Donnerstag, 19. September 2013

The C Module Pattern

Update Feb. 2015: As I've learned meanwhile this "thing" described below has an offical name. It is called "Abstract Data Type" and is nowedays the way one should design its C code. See "C Interfaces and Implementations: Techniques for Creating Reusable Software" for more on that.

I mentioned before that I am currently reading the book Test Driven Development for Embedded C. An unexpected but very welcome outcome of this study is a much clearer idea of how to structure C modules. Considering the amount of C code which is around in this world, it is astonishing that there apparently is no common pattern for this task.

The proposed approach by James Grenning, author of the book is close to what we consider as object oriented. However, it is far simpler than the GNOMEs gobject interpretation of OO.

The module pattern is all about clear separation of the modules to support loose coupling, predictable module and function names and standardized module constructors and destructores.

Their are two variations of the pattern, which build up on top of each other.

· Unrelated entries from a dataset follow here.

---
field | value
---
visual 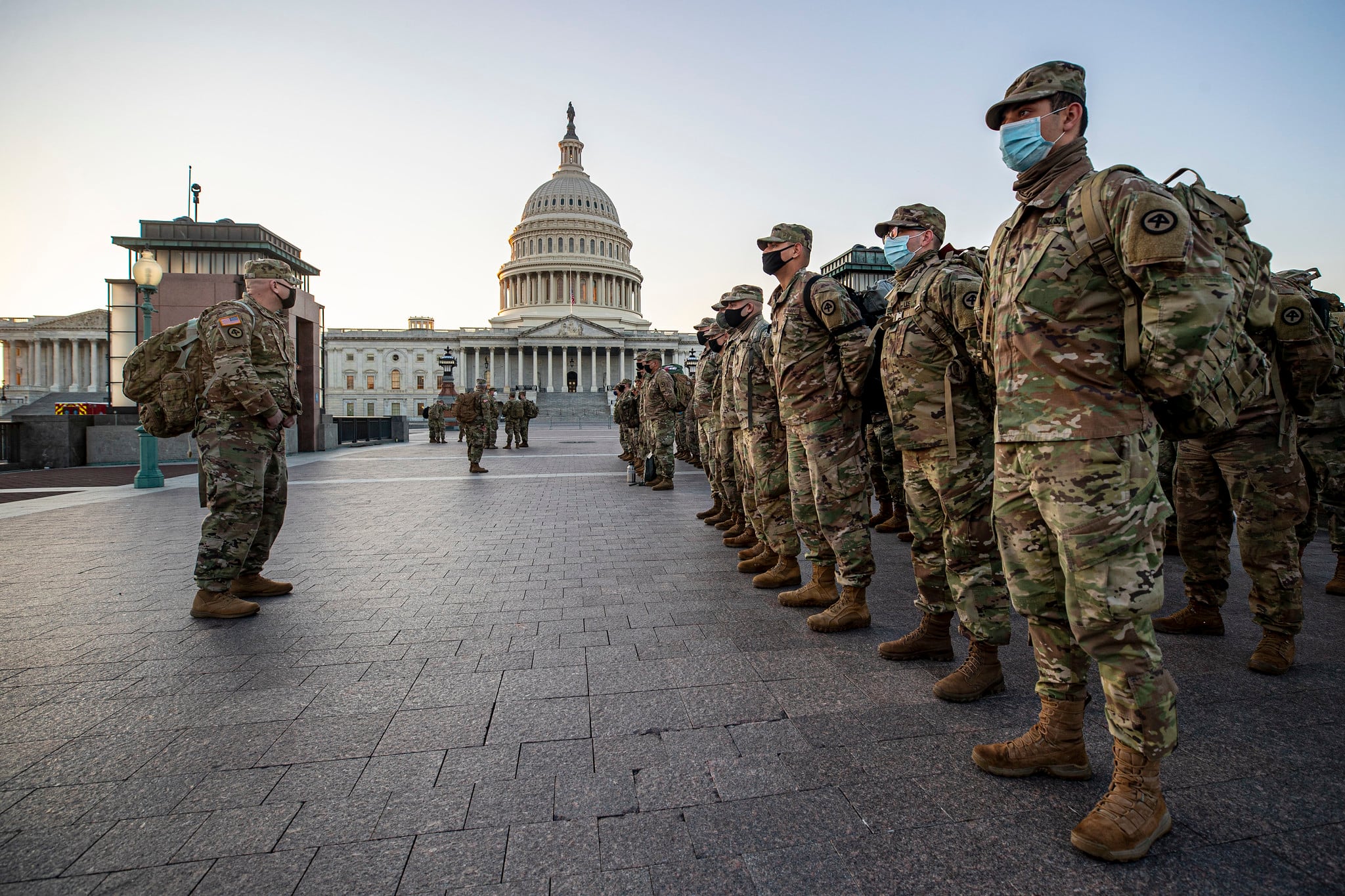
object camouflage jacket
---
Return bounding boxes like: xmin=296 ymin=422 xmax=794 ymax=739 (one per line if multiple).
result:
xmin=720 ymin=313 xmax=780 ymax=429
xmin=771 ymin=270 xmax=873 ymax=425
xmin=982 ymin=140 xmax=1229 ymax=442
xmin=199 ymin=293 xmax=303 ymax=416
xmin=692 ymin=348 xmax=722 ymax=421
xmin=879 ymin=251 xmax=990 ymax=450
xmin=640 ymin=367 xmax=676 ymax=423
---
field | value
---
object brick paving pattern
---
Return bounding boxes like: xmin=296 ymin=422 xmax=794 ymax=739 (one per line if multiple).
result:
xmin=0 ymin=429 xmax=1345 ymax=896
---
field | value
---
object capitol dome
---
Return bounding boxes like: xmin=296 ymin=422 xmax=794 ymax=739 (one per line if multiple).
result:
xmin=491 ymin=106 xmax=650 ymax=329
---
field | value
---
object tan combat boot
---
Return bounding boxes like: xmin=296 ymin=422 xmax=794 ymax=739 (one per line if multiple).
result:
xmin=933 ymin=641 xmax=1005 ymax=702
xmin=191 ymin=588 xmax=261 ymax=619
xmin=695 ymin=494 xmax=724 ymax=520
xmin=873 ymin=505 xmax=915 ymax=542
xmin=738 ymin=542 xmax=766 ymax=560
xmin=1154 ymin=599 xmax=1224 ymax=634
xmin=971 ymin=697 xmax=1092 ymax=780
xmin=1322 ymin=556 xmax=1345 ymax=594
xmin=878 ymin=612 xmax=952 ymax=661
xmin=1246 ymin=630 xmax=1294 ymax=675
xmin=738 ymin=545 xmax=780 ymax=575
xmin=229 ymin=574 xmax=295 ymax=598
xmin=774 ymin=563 xmax=838 ymax=607
xmin=808 ymin=584 xmax=871 ymax=634
xmin=752 ymin=557 xmax=803 ymax=588
xmin=1069 ymin=740 xmax=1173 ymax=863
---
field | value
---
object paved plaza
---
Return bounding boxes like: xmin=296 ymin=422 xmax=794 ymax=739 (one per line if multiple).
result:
xmin=0 ymin=427 xmax=1345 ymax=896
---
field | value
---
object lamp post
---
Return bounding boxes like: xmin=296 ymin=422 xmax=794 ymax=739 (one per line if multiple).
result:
xmin=131 ymin=250 xmax=164 ymax=489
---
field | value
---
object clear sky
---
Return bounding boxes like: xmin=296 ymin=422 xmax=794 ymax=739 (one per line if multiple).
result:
xmin=0 ymin=0 xmax=1345 ymax=335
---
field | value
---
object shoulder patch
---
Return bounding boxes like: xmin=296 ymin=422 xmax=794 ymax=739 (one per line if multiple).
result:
xmin=1123 ymin=192 xmax=1190 ymax=267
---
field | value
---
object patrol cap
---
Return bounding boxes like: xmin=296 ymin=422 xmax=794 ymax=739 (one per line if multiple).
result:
xmin=244 ymin=258 xmax=299 ymax=286
xmin=757 ymin=224 xmax=812 ymax=253
xmin=873 ymin=203 xmax=948 ymax=246
xmin=722 ymin=284 xmax=762 ymax=305
xmin=986 ymin=59 xmax=1086 ymax=131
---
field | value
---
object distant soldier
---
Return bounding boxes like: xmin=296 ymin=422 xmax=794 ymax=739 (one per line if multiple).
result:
xmin=504 ymin=393 xmax=523 ymax=449
xmin=757 ymin=224 xmax=873 ymax=631
xmin=518 ymin=389 xmax=538 ymax=447
xmin=191 ymin=258 xmax=303 ymax=619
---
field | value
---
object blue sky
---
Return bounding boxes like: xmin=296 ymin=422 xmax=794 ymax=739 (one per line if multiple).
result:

The first one is the single instance module, which is presumably the most common one. If more than one instance of a module is required at the same time the multiple instance module variant is the one to choose. However, they don't differ that much.

Common Rules

Both variants have a couple of things in common.

Dependency Inversion Via Interfaces


This might sound odd in the world of C language but it has got all we need to follow the dependency inversion principle. There, a module is not directly depending on an other module but on its interface.

In C terms that is a client module which is only employing the functions and constants provided by the header file of the module used. The client doesn't care about the implementation of the function. It only relies on the header definition.

This is already common practice when we use libraries like stdlib - we don't care about the implementation of the functions offered in stdlib.h but we simply use them.

 

Information Hiding Inside The Module


To hide modul internal variables and functions inside the module they are marked with the C keyword static in front of them. Also, the declaration of private functions (forward declaration) takes place at the top of the module file, not inside the header. This thinking was new to me but makes much more sense: The interface/ header only contains the outside world communication of the module, nothing else.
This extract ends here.